Further, if Pharmatext was a contributory infringer for linking to infringement, this means the ad networks would be contributing to a contributory infringer–another tertiary liability argument.
The court’s response: it ordered the ad networks not to pay any money to Pharmatext and to drop them as customers.
From the PACER report, it appears that the defendants haven’t contested the publishers’ claims. I hope that will change. This is a case where the publishers have clearly overreached, and if the judge won’t call them on it himself, we need the adversarial system to expose the major gaps in the publishers’ logic.
Meanwhile, this case illustrates two broad themes. First, it illustrates how plaintiffs are going after an array of supporting service providers to make them responsible for their customers’ activities. On the trademark front in the past 12 months, see, e.g., Louis Vuitton v. Akanoc (web hosts), Gucci v. Frontline (payment service providers), Roger Cleveland v. Price (web designers/SEO), Microsoft v. Shah (software vendors that assist website development).

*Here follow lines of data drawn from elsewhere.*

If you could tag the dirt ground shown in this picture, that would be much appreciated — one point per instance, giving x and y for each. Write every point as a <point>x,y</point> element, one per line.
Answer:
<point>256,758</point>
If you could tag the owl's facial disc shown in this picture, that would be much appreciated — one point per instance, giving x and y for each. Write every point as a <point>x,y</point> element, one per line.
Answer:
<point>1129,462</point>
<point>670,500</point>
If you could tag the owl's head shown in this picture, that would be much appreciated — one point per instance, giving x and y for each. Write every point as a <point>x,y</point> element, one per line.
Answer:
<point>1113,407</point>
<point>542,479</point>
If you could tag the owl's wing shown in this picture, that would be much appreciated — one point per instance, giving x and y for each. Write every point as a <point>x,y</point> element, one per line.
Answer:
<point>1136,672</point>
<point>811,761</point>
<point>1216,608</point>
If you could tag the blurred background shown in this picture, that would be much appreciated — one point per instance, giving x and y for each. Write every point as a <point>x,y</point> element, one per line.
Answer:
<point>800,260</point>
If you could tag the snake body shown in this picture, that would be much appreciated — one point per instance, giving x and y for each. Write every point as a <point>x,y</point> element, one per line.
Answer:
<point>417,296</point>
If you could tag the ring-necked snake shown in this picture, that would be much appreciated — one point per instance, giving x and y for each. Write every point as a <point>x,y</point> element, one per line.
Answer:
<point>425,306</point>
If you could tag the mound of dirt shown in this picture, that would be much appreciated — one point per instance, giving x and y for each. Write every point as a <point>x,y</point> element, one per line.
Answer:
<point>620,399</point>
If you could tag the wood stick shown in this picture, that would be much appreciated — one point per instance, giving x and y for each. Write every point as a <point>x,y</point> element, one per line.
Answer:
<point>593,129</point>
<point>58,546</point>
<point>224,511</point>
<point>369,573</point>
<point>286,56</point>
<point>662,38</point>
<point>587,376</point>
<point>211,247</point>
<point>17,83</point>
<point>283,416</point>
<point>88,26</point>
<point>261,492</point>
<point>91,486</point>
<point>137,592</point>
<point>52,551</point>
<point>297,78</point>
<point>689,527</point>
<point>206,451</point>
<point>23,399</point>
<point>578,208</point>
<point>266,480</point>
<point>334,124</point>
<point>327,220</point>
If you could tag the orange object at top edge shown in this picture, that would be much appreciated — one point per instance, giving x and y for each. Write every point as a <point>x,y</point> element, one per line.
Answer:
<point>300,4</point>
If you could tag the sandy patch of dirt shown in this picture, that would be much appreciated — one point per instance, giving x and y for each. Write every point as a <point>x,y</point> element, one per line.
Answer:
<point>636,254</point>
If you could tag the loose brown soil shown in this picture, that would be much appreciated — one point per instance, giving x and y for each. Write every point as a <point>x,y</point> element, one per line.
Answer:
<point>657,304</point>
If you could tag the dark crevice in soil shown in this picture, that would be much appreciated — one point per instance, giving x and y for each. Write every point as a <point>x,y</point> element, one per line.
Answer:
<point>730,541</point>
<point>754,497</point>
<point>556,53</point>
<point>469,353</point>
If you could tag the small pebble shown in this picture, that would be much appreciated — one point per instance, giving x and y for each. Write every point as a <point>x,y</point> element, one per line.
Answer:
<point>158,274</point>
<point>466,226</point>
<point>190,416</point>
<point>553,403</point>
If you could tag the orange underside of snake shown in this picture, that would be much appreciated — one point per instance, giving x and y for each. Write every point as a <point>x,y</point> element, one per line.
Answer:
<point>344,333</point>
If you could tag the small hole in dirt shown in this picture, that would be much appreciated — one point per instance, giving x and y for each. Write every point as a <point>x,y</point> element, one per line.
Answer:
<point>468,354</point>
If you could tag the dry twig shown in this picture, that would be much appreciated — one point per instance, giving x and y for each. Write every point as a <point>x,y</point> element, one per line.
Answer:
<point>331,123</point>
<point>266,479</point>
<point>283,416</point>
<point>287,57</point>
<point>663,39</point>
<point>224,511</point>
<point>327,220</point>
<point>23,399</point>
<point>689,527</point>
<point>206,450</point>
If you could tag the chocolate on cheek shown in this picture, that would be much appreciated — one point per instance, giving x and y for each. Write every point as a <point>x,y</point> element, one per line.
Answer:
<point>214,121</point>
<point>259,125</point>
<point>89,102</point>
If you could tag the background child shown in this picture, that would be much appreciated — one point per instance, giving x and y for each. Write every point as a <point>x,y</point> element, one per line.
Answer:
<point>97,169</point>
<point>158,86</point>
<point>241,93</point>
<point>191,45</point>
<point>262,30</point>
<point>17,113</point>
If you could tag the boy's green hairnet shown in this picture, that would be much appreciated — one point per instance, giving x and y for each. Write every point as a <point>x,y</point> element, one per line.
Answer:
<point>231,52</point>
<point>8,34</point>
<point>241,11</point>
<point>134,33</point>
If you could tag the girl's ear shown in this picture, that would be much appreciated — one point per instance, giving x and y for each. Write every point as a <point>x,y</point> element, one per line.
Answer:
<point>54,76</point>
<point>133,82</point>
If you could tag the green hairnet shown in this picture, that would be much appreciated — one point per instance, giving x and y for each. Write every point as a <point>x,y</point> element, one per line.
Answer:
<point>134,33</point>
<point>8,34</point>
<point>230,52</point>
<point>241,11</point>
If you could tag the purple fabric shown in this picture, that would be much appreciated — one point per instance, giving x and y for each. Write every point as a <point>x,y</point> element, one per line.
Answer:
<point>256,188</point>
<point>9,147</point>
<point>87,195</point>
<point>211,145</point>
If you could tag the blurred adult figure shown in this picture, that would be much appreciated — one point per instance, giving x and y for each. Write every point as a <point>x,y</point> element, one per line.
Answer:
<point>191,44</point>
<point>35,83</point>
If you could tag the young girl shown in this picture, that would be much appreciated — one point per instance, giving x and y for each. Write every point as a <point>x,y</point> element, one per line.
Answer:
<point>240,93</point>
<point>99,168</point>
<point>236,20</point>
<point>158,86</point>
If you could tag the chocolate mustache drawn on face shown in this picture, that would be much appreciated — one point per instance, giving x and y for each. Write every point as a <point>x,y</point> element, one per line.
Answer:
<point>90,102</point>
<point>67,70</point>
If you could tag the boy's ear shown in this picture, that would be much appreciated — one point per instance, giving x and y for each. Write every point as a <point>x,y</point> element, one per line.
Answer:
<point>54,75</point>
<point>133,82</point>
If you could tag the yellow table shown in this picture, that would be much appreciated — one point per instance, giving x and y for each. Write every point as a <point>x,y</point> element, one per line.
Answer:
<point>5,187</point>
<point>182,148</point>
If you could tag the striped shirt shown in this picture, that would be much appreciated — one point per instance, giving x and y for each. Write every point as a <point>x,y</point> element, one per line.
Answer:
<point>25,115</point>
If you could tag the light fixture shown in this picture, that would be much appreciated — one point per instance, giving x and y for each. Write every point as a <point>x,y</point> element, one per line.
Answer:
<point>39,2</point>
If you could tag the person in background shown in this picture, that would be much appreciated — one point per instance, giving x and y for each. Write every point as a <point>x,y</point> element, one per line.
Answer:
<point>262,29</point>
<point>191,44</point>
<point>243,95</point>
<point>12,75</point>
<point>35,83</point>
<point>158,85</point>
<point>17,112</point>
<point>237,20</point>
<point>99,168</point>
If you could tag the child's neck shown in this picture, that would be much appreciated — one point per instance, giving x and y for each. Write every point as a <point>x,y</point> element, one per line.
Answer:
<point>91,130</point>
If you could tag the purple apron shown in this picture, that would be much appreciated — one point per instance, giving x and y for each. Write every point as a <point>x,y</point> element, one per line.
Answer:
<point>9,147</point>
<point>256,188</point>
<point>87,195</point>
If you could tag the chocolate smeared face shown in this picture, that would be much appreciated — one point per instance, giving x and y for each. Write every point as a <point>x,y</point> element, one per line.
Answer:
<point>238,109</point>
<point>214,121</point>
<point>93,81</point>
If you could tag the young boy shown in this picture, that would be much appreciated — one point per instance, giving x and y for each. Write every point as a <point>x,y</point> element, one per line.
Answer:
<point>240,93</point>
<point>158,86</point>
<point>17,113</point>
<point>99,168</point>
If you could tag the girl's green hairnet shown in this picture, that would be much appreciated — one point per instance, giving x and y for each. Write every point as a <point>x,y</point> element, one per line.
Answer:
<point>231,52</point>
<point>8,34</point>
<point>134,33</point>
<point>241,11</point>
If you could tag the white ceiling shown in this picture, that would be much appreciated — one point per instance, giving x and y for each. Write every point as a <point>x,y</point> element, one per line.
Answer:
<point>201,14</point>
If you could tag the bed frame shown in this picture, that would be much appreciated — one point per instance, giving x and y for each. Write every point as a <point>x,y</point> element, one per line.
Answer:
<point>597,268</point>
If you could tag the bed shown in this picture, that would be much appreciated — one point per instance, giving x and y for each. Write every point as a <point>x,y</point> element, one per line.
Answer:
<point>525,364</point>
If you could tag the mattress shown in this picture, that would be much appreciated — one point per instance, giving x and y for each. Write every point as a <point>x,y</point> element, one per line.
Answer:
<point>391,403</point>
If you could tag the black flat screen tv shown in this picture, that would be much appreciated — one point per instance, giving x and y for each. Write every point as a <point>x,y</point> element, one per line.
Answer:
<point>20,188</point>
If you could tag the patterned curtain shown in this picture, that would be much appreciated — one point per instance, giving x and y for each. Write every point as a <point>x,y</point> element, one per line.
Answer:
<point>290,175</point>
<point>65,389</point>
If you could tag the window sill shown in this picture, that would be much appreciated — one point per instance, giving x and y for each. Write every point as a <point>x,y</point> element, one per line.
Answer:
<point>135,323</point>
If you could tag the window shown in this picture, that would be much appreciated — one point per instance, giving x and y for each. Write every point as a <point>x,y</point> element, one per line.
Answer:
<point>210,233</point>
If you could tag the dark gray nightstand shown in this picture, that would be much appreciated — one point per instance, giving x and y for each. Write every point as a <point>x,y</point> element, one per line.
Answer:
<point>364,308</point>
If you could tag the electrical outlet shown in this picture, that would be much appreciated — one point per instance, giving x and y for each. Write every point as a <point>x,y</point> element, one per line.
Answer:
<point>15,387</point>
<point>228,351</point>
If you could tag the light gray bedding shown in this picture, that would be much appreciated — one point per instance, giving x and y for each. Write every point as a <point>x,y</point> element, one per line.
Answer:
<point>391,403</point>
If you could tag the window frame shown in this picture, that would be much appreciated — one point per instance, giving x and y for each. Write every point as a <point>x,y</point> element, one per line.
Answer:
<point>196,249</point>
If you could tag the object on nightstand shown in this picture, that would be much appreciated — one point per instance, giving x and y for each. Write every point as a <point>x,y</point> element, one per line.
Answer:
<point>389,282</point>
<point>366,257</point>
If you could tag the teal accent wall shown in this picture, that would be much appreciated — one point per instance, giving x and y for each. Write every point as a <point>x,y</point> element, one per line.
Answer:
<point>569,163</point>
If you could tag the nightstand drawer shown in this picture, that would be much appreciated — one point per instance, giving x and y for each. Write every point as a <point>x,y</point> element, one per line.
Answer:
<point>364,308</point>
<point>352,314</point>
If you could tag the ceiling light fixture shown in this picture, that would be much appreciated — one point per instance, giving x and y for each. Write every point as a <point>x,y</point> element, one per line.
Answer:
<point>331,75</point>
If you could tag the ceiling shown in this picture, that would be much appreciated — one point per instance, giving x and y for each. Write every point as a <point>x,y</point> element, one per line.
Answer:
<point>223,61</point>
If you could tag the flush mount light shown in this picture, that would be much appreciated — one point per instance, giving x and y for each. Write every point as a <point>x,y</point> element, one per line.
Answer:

Plaintiffs are reading secondary liability doctrines very, very broadly, and courts aren’t always slamming down those arguments as emphatically as they should.
Second, several other lawsuits have tried to nail ad networks for providing advertising support to infringing sites. As another example (also in the trademark realm), see the Vulcan Golf v. Google lawsuit. The only successful case that I can recall involves Triton Media, a ruling that was so skewed by its facts that I didn’t think it was worth a full blog post. Wendy Davis discusses the comparison more.
If this lawsuit ends with the current injunction, I’ll consider this ruling an interesting oddity. Any further developments in this case warrant careful scrutiny.